Thursday, November 11th, 2021
Richard Wright Waxes Poetic about Paris
Cover image: Wright in his Paris living room (c. 1949) - detail
Fair Use claim
My husband Tom unearthed an amazing find as he was researching Richard Wright for our Black History in and around the Luxembourg Garden walking tour - a roughly five minute segment recorded by Richard Wright for New York Public Radio. In it, Wright waxes poetic about the beauty and virtues of living in Paris.

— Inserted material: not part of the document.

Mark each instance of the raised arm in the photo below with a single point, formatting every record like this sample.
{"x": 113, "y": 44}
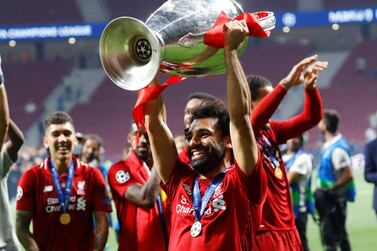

I contacted New York Public Radio to inquire about the recording and received the following information from Andy Lanset, Director of Archives:
The recording is part of the New York City Municipal Archives WNYC collection of lacquer discs and originally aired on WNYC during the first WNYC Art Festival in held in October 1950. It was part of a program called "The Art World of Paris" and included (according to the old catalog card entry) interview segments with "Jacques Jesal, Director of Museums in France, and Ausibe Sabkin, sculptor."
Lanset was not able to tell me who approached Wright about participating in the show or whether he was paid to do the recording.
I learned from the WNYC Website that their archive department is digitizing and making over 1300 hours of historic WNYC recordings accessible through funding from the National Endowment for the Humanities.
I have listened to this recording several times. To hear Wright say that he "never had a moment of sorrow for having lived in France" and to hear him describe Paris as a "work of art" only begins to help the listener understand why WNYC entitled it "Richard Wright's Love Letter to Paris."
Wright goes on to praise the landscape and architecture of the city and observe that no part of town is left neglected, regardless of the wealth (or lack thereof) of the inhabitants. He espouses the qualities of French artists and talks about how deeply the atmosphere of the city has affected him.
He goes on to say that in this atmosphere, there is "no race tension or conflict," and that he "never heard a Frenchman tell anybody to 'Go back to where you came from.'" He ends by saying that "Soit raisonable" ("Be reasonable") is the French motto.
One has to wonder what Wright would say about living in France today!